这里介绍和比较OpenVINO提供的两个分类模型,见下表:
vehicle-attributes-recognition-barrier-0039 | vehicle-attributes-recognition-barrier-0042 | |
---|---|---|
Car pose | Front facing cars | Front facing cars |
High-level Description | This model presents a vehicle attributes classification algorithm r a traffic analysis scenario. | This model presents a vehicle attributes classification algorithm for a traffic analysis scenario. |
Occlusion coverage | <50% | <50% |
Supported colors | White, gray, yellow, red, green, blue, black | White, gray, yellow, red, green, blue, black |
Supported types | Car, van, truck, bus | Car, van, truck, bus |
GFlops | 0.126 | 0.462 |
MParams | 0.626 | 11.177 |
Source framework | Caffe* | PyTorch* |
White Color Accuracy | 84.83% | 84.20% |
gray Color Accuracy | 78.01% | 77.47% |
yellow Color Accuracy | 54.01% | 61.50% |
red Color Accuracy | 92.27% | 94.65% |
green Color Accuracy | 83.33% | 81.82% |
Color average accuracy | 81.15 % | 82.71% |
car | 98.26% | 97.44% |
van | 89.16% | 86.41% |
track | 94.27% | 96.95% |
bus | 68.57% | 68.57% |
Type average accuracy | 87.56 % | 87.34% |
两个模型的输入输出格式尺寸是一样的:
对比上面的两个模型,最终我们选择了vehicle-attributes-recognition-barrier-0039
,因为相较于0042
,0039
的精度没有低多少,但计算量和参数量却0042
小很多。
下图对数据流做了大致的解释:
此案例整体的逻辑还会非常直白,容易理解的。我们首先需要导入模型,导入图片,然后对于图片进行一些预处理,使其大小符合第一个车辆检测模型的输入要求。通过车辆检测模型的推断,我们获得检测到车辆的位置信息。接着,我们对输入的图片进行裁剪,使得每张裁剪完的图片只包含检测到的车辆。最后,我们对裁剪完的照片进行预处理,使其大小符合第二个车辆分类模型的输入要求。通过车辆分类模型,我们可以得到这辆车的颜色和种类信息。

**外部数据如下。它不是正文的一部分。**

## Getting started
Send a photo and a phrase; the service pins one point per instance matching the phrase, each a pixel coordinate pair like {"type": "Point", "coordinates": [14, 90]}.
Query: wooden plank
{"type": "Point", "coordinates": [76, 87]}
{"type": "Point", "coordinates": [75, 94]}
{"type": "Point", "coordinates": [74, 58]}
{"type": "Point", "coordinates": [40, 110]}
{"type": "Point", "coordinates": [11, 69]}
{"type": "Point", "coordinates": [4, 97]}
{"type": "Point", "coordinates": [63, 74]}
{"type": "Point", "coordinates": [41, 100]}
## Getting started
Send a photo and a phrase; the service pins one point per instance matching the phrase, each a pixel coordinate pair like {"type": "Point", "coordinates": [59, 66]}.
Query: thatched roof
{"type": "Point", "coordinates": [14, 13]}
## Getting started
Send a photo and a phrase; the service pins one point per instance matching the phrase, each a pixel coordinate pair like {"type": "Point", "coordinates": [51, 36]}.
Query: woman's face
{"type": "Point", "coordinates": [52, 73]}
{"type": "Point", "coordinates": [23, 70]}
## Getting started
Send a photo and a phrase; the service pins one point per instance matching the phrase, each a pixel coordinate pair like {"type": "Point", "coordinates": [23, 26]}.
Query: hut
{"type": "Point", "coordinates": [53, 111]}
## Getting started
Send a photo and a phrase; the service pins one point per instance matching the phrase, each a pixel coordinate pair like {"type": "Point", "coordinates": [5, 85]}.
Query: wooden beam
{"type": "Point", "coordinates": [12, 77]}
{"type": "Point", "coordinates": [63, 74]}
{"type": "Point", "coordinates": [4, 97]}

当我们运行完所有代码,这里先附上Terminal中打印的信息,从中我们可以直白地看到每个步骤以及其输入输出:
1 - Download detection and recognition models from Open Model Zoo.
2 - Load detection and recognition models from Open Model Zoo.
Get input size - Detection: [512,512]
Get input size - Recognition: [72,72]
3 - Read image, and resize it in order to align with detection model inputs.
- original image shape: (563, 1000, 3)
- original image is reshaped into (1, 3, 512, 512)
4 - Object detection Model Inference. Got bounding box of vehicle detected.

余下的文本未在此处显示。